No, you did not state your problem. I have replied to everything you have actually included to this point. Admittedly, I have failed to reply to things you did not say...
Actualy I want run PCO with (labdsv). To do that I I am trying to get the distance metrix using following fuctions with library (vegan).
This is now the 7th email in this chain. You should mention the packages and functions you are using in the FIRST email of the chain. This is mentioned in the posting guide which you apparently have still not yet read.
pca.gower<- vegdist(envt[,2:9],method="gower") pca.eucl<-vegdist(envt[,2:9],method="euclidean") pca.chi<-vegdist(envt[,2:9],method="chi.square") pca.mahal<-vegdist(envt[,2:9],method="mahal") pca.bray<-vegdist(envt,method="bray") However none of the functions work
They all work for any data I put in. This is perhaps when that minimal working example, which you also should have included, is necessary. The append at the end of each of the 7 emails in this chain that tells you to read the posting guide also asks for this, as did I explicitly.
(gives an error saying that is not working due to negatve values)
No, they each give warnings. Warnings are not errors. They are warnings and they say "warning". Perhaps unsurprisingly, errors say "error". If you are using an old version of vegan that throws an error, you should always update before seeking help.Not surprisingly, a certain document suggests this.

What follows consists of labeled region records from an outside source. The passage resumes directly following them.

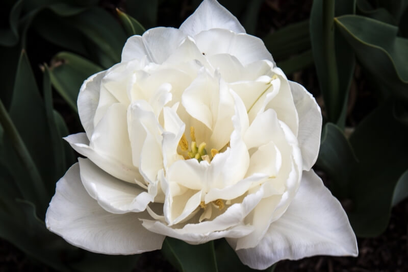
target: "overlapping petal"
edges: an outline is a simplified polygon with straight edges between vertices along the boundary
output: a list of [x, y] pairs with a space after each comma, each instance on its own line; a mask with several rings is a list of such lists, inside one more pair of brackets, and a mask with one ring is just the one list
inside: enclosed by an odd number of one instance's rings
[[76, 163], [57, 183], [45, 224], [50, 231], [89, 251], [135, 254], [161, 248], [165, 236], [148, 231], [139, 219], [149, 217], [147, 212], [106, 211], [85, 190]]
[[[303, 171], [302, 177], [288, 210], [271, 224], [259, 244], [237, 251], [243, 263], [262, 269], [285, 259], [357, 256], [355, 236], [340, 202], [313, 170]], [[233, 239], [228, 242], [235, 246]]]

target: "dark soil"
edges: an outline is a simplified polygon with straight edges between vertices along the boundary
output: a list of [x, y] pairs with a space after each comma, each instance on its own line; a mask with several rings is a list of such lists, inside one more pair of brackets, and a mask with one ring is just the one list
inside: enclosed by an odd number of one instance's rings
[[[408, 271], [408, 200], [394, 207], [387, 230], [376, 238], [359, 239], [359, 257], [316, 256], [282, 261], [275, 272], [404, 272]], [[0, 240], [0, 272], [54, 271]], [[176, 271], [159, 251], [142, 254], [134, 272]]]

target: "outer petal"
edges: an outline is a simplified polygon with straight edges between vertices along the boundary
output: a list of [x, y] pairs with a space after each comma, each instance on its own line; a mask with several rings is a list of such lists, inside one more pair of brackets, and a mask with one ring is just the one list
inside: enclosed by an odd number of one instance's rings
[[105, 73], [106, 71], [103, 71], [89, 77], [81, 86], [78, 94], [78, 113], [88, 138], [93, 133], [93, 118], [99, 102], [100, 82]]
[[180, 26], [180, 30], [191, 36], [214, 28], [245, 33], [238, 19], [216, 0], [204, 0]]
[[[228, 239], [234, 245], [234, 239]], [[355, 236], [340, 202], [312, 170], [303, 171], [299, 191], [286, 212], [271, 224], [255, 248], [237, 251], [250, 267], [265, 269], [285, 259], [358, 254]]]
[[69, 243], [98, 253], [134, 254], [159, 249], [165, 237], [142, 226], [147, 212], [115, 214], [104, 210], [87, 193], [74, 164], [57, 183], [45, 215], [50, 231]]
[[322, 114], [316, 100], [303, 86], [292, 81], [289, 82], [299, 116], [297, 140], [302, 152], [303, 169], [309, 171], [319, 154]]
[[149, 29], [141, 36], [132, 36], [122, 50], [122, 62], [147, 56], [148, 60], [161, 64], [185, 37], [186, 34], [177, 29], [163, 27]]
[[154, 195], [136, 185], [118, 180], [88, 159], [79, 158], [81, 179], [88, 193], [106, 211], [112, 213], [141, 212]]
[[194, 37], [197, 47], [203, 54], [228, 54], [245, 66], [254, 61], [268, 60], [273, 62], [262, 40], [245, 33], [237, 34], [224, 29], [203, 31]]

except euclidean distance for the raw data set as the raw data has negative values for some variables. It is no point of using euclidean metrix with?PCO as we can do the same thing from PCA. So I need to find a way I can run PCO with a different dissimilarity metrix for this data. It will be a great help if you can help me on this
Actually read the warning message: it warns you that you have given negative data to an ecological function and suggests this might be a point you look into as this usually suggests a user-end problem. It does not fail to work in any sense of the word as evidence by the output of distances. If negative data is nonsense, you should heed this warning; if you know its not, disregard it. More importantly, as I said in my initial response, any distance metric worth its salt is translation invariant. To wit, x <- matrix(rnorm(50),5) d1 = vegdist(x, method="gower") d2 = vegdist(x + abs(min(x))*3, method="gower") all.equal(as.numeric(d1), as.numeric(d2)) TRUE In fairness, I'll admit this does not seem to work for the bray distance. I am not an ecologist and I do not know why this would be -- it does leave me somewhat confused as to what sort of space motivates the bray metric, but that's a discussion for another time and place -- but the function still returns a valid dist object for both d1 and d2.

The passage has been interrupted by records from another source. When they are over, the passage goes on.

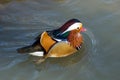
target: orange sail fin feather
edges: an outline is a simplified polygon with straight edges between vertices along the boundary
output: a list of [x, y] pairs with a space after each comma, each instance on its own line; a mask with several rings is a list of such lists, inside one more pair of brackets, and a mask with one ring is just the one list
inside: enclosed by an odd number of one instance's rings
[[68, 41], [70, 42], [70, 45], [77, 48], [80, 47], [83, 42], [82, 35], [78, 32], [78, 30], [73, 30], [70, 32], [68, 36]]
[[58, 29], [43, 31], [32, 45], [19, 48], [17, 51], [42, 56], [37, 63], [43, 62], [48, 57], [66, 57], [80, 49], [83, 43], [81, 32], [85, 30], [78, 19], [71, 19]]

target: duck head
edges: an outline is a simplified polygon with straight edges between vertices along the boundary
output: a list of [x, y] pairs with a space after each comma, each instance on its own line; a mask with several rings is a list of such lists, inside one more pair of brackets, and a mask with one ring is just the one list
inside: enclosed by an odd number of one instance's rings
[[54, 30], [53, 34], [55, 35], [55, 38], [64, 40], [72, 34], [71, 32], [80, 33], [85, 31], [86, 29], [82, 26], [82, 23], [78, 19], [71, 19], [59, 29]]

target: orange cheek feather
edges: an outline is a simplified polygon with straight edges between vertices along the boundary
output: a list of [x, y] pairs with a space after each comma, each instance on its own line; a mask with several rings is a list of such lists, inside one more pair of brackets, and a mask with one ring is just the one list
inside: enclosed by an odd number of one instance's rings
[[41, 35], [40, 43], [42, 47], [45, 49], [46, 52], [51, 48], [53, 44], [56, 43], [48, 34], [47, 32], [43, 32]]

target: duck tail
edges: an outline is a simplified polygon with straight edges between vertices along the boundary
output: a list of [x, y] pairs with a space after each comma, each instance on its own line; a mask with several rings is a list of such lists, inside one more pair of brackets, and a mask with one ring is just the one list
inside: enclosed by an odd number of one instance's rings
[[30, 52], [34, 52], [36, 51], [35, 48], [30, 45], [30, 46], [25, 46], [25, 47], [22, 47], [22, 48], [18, 48], [17, 49], [17, 52], [18, 53], [21, 53], [21, 54], [24, 54], [24, 53], [30, 53]]

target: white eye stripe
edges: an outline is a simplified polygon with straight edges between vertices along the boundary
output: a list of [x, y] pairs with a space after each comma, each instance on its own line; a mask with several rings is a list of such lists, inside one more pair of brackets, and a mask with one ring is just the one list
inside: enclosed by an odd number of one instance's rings
[[68, 32], [68, 31], [71, 31], [71, 30], [74, 30], [74, 29], [78, 29], [78, 28], [81, 28], [82, 27], [82, 23], [74, 23], [73, 25], [71, 25], [67, 30], [65, 30], [63, 32], [63, 34], [65, 32]]

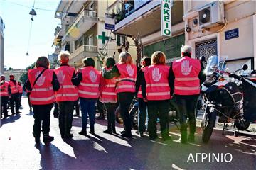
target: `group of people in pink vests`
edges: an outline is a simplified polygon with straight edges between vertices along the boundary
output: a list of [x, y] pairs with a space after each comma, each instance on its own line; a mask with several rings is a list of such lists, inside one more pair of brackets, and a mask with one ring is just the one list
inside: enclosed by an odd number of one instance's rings
[[[105, 133], [117, 133], [114, 111], [118, 103], [124, 120], [123, 137], [132, 137], [129, 108], [134, 96], [139, 98], [139, 132], [144, 137], [148, 115], [147, 131], [150, 140], [158, 137], [156, 119], [160, 118], [162, 140], [170, 139], [168, 113], [170, 99], [175, 96], [181, 125], [181, 143], [194, 141], [195, 110], [199, 96], [200, 85], [205, 79], [203, 67], [198, 60], [191, 58], [191, 47], [181, 47], [182, 57], [171, 64], [166, 63], [166, 55], [161, 51], [142, 60], [137, 69], [128, 52], [122, 52], [116, 63], [114, 57], [105, 60], [101, 71], [95, 68], [92, 57], [83, 60], [84, 67], [76, 70], [68, 65], [70, 54], [59, 55], [60, 67], [49, 69], [49, 61], [40, 57], [36, 68], [28, 71], [26, 87], [31, 91], [30, 101], [34, 112], [33, 129], [36, 143], [40, 143], [42, 129], [43, 142], [49, 143], [54, 137], [49, 135], [50, 113], [53, 103], [59, 108], [59, 128], [63, 139], [73, 137], [70, 133], [75, 102], [79, 98], [82, 112], [81, 135], [87, 135], [87, 118], [90, 131], [95, 134], [95, 103], [100, 98], [107, 114], [107, 128]], [[187, 137], [187, 117], [190, 133]]]

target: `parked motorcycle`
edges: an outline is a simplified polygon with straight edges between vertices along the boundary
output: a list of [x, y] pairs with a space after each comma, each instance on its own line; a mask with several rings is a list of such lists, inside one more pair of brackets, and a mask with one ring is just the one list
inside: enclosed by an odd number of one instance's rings
[[205, 143], [218, 122], [233, 122], [235, 128], [245, 130], [250, 122], [256, 120], [256, 85], [250, 76], [235, 74], [248, 67], [245, 64], [233, 74], [227, 72], [225, 67], [225, 60], [220, 62], [218, 56], [210, 57], [206, 67], [206, 80], [201, 88], [205, 103], [202, 140]]
[[[180, 128], [179, 122], [178, 122], [178, 114], [176, 111], [176, 103], [175, 99], [172, 98], [170, 100], [170, 109], [169, 112], [169, 122], [173, 122], [178, 129]], [[139, 125], [139, 102], [137, 98], [135, 98], [132, 102], [132, 106], [131, 107], [129, 115], [132, 120], [132, 127], [134, 130], [138, 130]], [[159, 118], [157, 119], [157, 123], [159, 123]]]

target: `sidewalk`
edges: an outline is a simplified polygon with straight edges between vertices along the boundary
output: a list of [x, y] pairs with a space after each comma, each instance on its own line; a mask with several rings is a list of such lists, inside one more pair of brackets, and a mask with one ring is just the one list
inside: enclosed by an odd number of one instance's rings
[[[29, 113], [27, 98], [20, 115], [11, 116], [0, 128], [0, 169], [253, 169], [256, 167], [256, 142], [249, 137], [222, 135], [214, 130], [210, 141], [201, 142], [197, 130], [196, 143], [181, 144], [180, 132], [171, 128], [171, 140], [149, 140], [132, 131], [132, 139], [102, 133], [106, 120], [97, 120], [95, 133], [87, 137], [78, 135], [80, 118], [75, 117], [72, 140], [63, 141], [58, 120], [51, 115], [50, 135], [55, 140], [49, 146], [41, 142], [36, 147], [32, 135], [33, 113]], [[118, 125], [117, 131], [122, 130]], [[228, 135], [228, 132], [227, 132]], [[160, 136], [160, 135], [159, 135]], [[42, 138], [41, 138], [42, 140]], [[188, 155], [196, 153], [231, 153], [230, 163], [187, 162]], [[242, 160], [242, 162], [241, 162]]]

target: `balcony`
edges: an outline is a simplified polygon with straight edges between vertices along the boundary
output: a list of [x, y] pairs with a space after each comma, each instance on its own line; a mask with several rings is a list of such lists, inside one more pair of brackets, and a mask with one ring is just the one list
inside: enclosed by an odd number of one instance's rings
[[82, 60], [85, 57], [97, 56], [96, 45], [82, 45], [71, 54], [69, 63], [71, 64], [75, 62], [78, 64], [82, 64]]
[[[141, 38], [161, 30], [161, 1], [144, 1], [141, 4], [133, 1], [120, 5], [116, 1], [107, 9], [115, 17], [115, 32], [119, 34]], [[171, 4], [172, 26], [183, 22], [183, 1], [173, 1]]]
[[82, 10], [68, 28], [62, 40], [75, 41], [97, 23], [97, 11]]

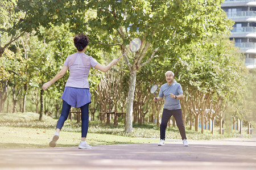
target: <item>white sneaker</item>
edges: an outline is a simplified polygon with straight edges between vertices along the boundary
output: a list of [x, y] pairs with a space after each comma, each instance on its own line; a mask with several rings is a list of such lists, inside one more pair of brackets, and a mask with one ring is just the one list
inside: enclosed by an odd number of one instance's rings
[[160, 140], [160, 142], [158, 143], [158, 146], [164, 146], [164, 140], [161, 139]]
[[85, 141], [81, 141], [79, 145], [79, 148], [92, 149], [92, 146], [87, 144], [86, 142], [85, 142]]
[[183, 139], [183, 146], [188, 146], [188, 141], [187, 141], [187, 139]]
[[49, 143], [49, 145], [50, 147], [55, 147], [56, 146], [56, 143], [57, 141], [59, 139], [59, 137], [60, 135], [60, 133], [59, 132], [55, 132], [52, 137], [52, 141]]

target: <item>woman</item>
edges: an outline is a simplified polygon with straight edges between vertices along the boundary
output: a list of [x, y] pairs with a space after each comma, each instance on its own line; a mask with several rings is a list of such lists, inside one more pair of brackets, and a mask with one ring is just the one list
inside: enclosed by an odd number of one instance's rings
[[106, 72], [113, 65], [116, 65], [118, 60], [113, 60], [107, 66], [101, 65], [93, 57], [84, 53], [88, 43], [88, 38], [84, 34], [76, 35], [74, 37], [74, 44], [77, 52], [68, 56], [62, 69], [53, 78], [43, 85], [43, 90], [46, 90], [54, 82], [62, 78], [68, 69], [69, 70], [69, 77], [61, 96], [63, 100], [61, 113], [57, 123], [56, 132], [49, 143], [51, 147], [56, 146], [57, 140], [59, 137], [59, 132], [68, 118], [71, 107], [73, 107], [80, 108], [81, 111], [82, 138], [79, 148], [92, 148], [85, 141], [89, 126], [89, 104], [91, 103], [91, 95], [88, 80], [89, 72], [91, 67]]
[[183, 146], [188, 146], [185, 126], [182, 120], [181, 108], [180, 103], [180, 100], [184, 98], [183, 91], [180, 84], [174, 82], [174, 73], [172, 71], [167, 71], [166, 73], [166, 80], [167, 83], [161, 86], [158, 97], [154, 97], [153, 99], [155, 101], [160, 101], [164, 97], [164, 108], [160, 125], [160, 142], [158, 146], [164, 145], [166, 127], [168, 121], [173, 115], [180, 131]]

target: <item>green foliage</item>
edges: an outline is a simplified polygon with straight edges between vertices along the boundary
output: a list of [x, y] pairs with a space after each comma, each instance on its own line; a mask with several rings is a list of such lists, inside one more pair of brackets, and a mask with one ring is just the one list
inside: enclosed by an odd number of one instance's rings
[[[57, 123], [57, 120], [52, 119], [48, 116], [44, 116], [42, 121], [38, 121], [38, 114], [33, 113], [15, 113], [0, 114], [0, 126], [10, 126], [16, 128], [33, 128], [43, 129], [52, 129], [54, 130]], [[81, 124], [76, 122], [70, 122], [67, 120], [61, 130], [62, 131], [81, 132]], [[186, 130], [188, 139], [195, 140], [210, 140], [222, 139], [225, 138], [237, 137], [240, 136], [238, 132], [234, 131], [225, 135], [219, 135], [217, 131], [214, 135], [209, 131], [206, 131], [205, 134], [196, 132], [193, 130]], [[156, 125], [145, 124], [142, 125], [134, 124], [133, 131], [127, 133], [124, 131], [123, 125], [119, 125], [117, 127], [113, 125], [106, 125], [97, 121], [90, 121], [88, 133], [111, 134], [114, 135], [129, 137], [130, 138], [159, 138], [159, 129]], [[245, 133], [246, 134], [246, 133]], [[244, 137], [250, 136], [246, 134]], [[179, 129], [177, 128], [171, 128], [167, 129], [167, 139], [180, 138]]]

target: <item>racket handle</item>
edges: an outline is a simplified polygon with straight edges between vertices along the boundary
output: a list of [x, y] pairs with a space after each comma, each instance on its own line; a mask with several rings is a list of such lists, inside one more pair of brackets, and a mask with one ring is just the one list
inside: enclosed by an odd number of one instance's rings
[[126, 52], [123, 55], [122, 55], [122, 56], [121, 56], [120, 57], [119, 57], [118, 58], [117, 58], [117, 60], [119, 60], [120, 58], [121, 58], [122, 57], [123, 57], [123, 56], [125, 55], [125, 54], [126, 54], [129, 51], [130, 51], [130, 50], [129, 50], [128, 51]]

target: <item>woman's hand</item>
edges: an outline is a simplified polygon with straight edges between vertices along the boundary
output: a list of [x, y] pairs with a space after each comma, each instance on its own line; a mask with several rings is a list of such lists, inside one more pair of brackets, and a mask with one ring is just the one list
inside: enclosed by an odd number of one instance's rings
[[47, 88], [48, 88], [51, 85], [52, 85], [52, 84], [51, 84], [51, 83], [49, 82], [48, 82], [46, 83], [44, 83], [43, 86], [42, 86], [42, 89], [43, 90], [46, 90]]
[[118, 59], [114, 59], [113, 60], [112, 60], [112, 62], [113, 65], [115, 65], [116, 64], [117, 64], [118, 61], [119, 61]]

Thanks, From: R. Michael Weylandt <michael.weylandt at gmail.com> To: dilshan benaragama <benaragamad at yahoo.com>; r-help <r-help at r-project.org>
You will note that I include the r-help list on each email on this chain while you have not; this is mentioned in the posting guide.

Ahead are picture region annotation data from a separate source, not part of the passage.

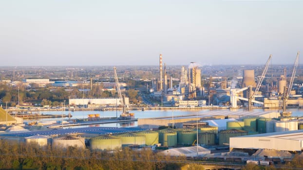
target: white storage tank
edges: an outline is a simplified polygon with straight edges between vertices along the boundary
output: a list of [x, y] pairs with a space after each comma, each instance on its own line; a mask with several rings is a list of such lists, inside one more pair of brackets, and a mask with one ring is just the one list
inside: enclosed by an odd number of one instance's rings
[[70, 146], [85, 149], [84, 138], [75, 136], [67, 136], [53, 139], [52, 146], [55, 148], [67, 149]]
[[40, 147], [44, 147], [47, 146], [47, 144], [50, 143], [50, 137], [43, 135], [37, 135], [34, 136], [25, 137], [25, 143], [27, 144], [36, 143]]
[[286, 129], [286, 123], [285, 121], [276, 121], [274, 123], [274, 129], [275, 132], [284, 132]]

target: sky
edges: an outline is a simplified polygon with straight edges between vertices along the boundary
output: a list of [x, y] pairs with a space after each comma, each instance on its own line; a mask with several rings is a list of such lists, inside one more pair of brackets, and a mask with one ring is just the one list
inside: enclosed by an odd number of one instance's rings
[[[0, 0], [0, 66], [293, 64], [303, 1]], [[301, 63], [301, 62], [300, 62]]]

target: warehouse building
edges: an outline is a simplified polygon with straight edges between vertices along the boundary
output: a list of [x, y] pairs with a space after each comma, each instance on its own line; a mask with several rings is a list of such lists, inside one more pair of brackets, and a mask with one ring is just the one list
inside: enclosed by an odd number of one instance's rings
[[230, 137], [229, 149], [231, 151], [233, 148], [301, 152], [303, 130]]

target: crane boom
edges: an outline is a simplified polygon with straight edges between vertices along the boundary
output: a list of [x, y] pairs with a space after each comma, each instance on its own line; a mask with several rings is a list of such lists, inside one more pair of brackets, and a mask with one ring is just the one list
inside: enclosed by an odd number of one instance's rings
[[266, 75], [266, 73], [267, 72], [267, 70], [268, 69], [268, 67], [269, 66], [269, 62], [270, 62], [270, 60], [271, 59], [271, 54], [269, 55], [269, 58], [267, 60], [267, 61], [266, 62], [265, 64], [265, 67], [264, 67], [264, 70], [263, 70], [263, 72], [262, 73], [262, 75], [261, 75], [261, 77], [260, 78], [259, 82], [258, 82], [258, 85], [257, 85], [257, 87], [256, 87], [256, 89], [255, 90], [254, 92], [252, 94], [252, 96], [254, 96], [258, 92], [259, 92], [259, 90], [260, 90], [260, 88], [261, 86], [261, 85], [262, 84], [262, 82], [265, 78], [265, 75]]
[[300, 51], [298, 51], [297, 54], [297, 58], [295, 61], [295, 64], [294, 65], [294, 68], [292, 70], [292, 74], [291, 75], [291, 78], [290, 78], [290, 81], [289, 81], [289, 85], [288, 86], [288, 89], [287, 89], [287, 93], [286, 94], [286, 100], [289, 97], [291, 88], [292, 88], [292, 85], [294, 83], [294, 80], [295, 79], [295, 75], [296, 75], [296, 71], [297, 71], [297, 68], [299, 65], [299, 55], [300, 54]]
[[121, 94], [121, 90], [120, 89], [120, 85], [119, 84], [119, 81], [118, 81], [118, 76], [117, 76], [117, 68], [115, 67], [114, 67], [114, 80], [116, 82], [116, 85], [117, 86], [117, 90], [118, 90], [118, 95], [120, 99], [120, 102], [122, 105], [122, 107], [124, 107], [124, 102], [123, 102], [123, 99], [122, 99], [122, 95]]

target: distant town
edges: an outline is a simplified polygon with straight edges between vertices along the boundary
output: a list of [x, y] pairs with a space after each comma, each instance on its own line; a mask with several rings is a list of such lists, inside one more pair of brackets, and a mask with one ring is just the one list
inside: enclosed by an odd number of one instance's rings
[[[38, 151], [30, 158], [17, 154], [0, 168], [38, 167], [30, 161], [62, 168], [92, 166], [79, 156], [74, 158], [80, 160], [76, 167], [42, 160], [53, 152], [64, 155], [58, 161], [66, 161], [73, 150], [105, 169], [113, 167], [114, 156], [124, 163], [131, 156], [136, 162], [132, 169], [142, 161], [152, 169], [303, 167], [303, 114], [289, 111], [303, 107], [299, 52], [290, 65], [271, 65], [271, 55], [257, 66], [171, 66], [164, 58], [159, 55], [158, 66], [0, 68], [0, 146], [14, 141], [9, 145], [17, 147], [16, 153], [24, 144]], [[132, 113], [137, 110], [145, 117]], [[149, 112], [167, 110], [184, 114], [155, 117]], [[83, 111], [92, 113], [73, 118]], [[93, 112], [112, 111], [118, 114], [101, 118]], [[125, 122], [133, 124], [106, 125]], [[98, 125], [83, 127], [92, 125]], [[60, 153], [58, 148], [68, 152]], [[1, 147], [0, 151], [9, 154]], [[141, 158], [134, 156], [138, 153]]]

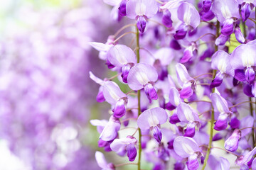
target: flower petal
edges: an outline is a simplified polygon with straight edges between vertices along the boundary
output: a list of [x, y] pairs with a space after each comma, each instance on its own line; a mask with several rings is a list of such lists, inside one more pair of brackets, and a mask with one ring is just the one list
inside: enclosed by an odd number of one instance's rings
[[137, 124], [142, 130], [164, 124], [166, 122], [168, 115], [161, 108], [154, 108], [144, 111], [138, 118]]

Sent: Monday, October 3, 2011 10:00:53 PM Subject: Re: [R] distance coefficient for amatrix with ngative valus You still haven't explained what's wrong with *almost every metric there is*, but if you want other distance metrics have you considered those in the package you are using, via the function dsvdis(). Consider, for example: library(labdsv) X <- get(data(bryceveg)); X[, sample(NROW(X))] <- (-1)*X[, sample(NROW(X))] # Put some negative values in all willy nilly like.... Y <- pco( dsvdis(X, index="bray/curtis") ) print(any(X < 0)) If you want more explanation, please provide actual details of what you are asking, as requested in my first email. Michael Weylandt On Mon, Oct 3, 2011 at 9:23 PM, dilshan benaragama <benaragamad at yahoo.com> wrote:
I am using (labdsv). If I can use euclidean distance I can do it with PCA instead of PCO, so I am trying an alternative to PCA, but I cannot find a disimilarity coefficient for that. From: R. Michael Weylandt <michael.weylandt at gmail.com> To: dilshan benaragama <benaragamad at yahoo.com>; r-help <r-help at r-project.org> Sent: Monday, October 3, 2011 3:27:53 PM Subject: Re: [R] distance coefficient for amatrix with ngative valus One order of the usual coming right up! 1 course of "Why does XXX not work for you?" a la francaise, where XXX is, in your case, the Euclidean distance.? Specifically, any metric worth its salt (in a normed space) satisfies dist(a,b) = dist(a+c,b+c) so why are negative values a problem?... 2 sides: a "Minimal Working Example" with a light buttery sauce and a fried "what package/code are you using" and, for desert, a Winsemian special of: "read the posting guide!" Michael Weylandt, who is putting together a menu for a fancy dinner even as he types On Mon, Oct 3, 2011 at 12:55 PM, dilshan benaragama <benaragamad at yahoo.com> wrote:
Hi, I need to run a PCoA (PCO) for a data set wich has both positive and negative values for variables. I? could not find any distancecoefficient other than euclidean distace running for the data set. Are there any other coefficient works with negtive values.Also I cannot get summary out put (the eigen values) for PCO as for PCA. Thanks. Dilshan ? ? ? ?[[alternative HTML version deleted]]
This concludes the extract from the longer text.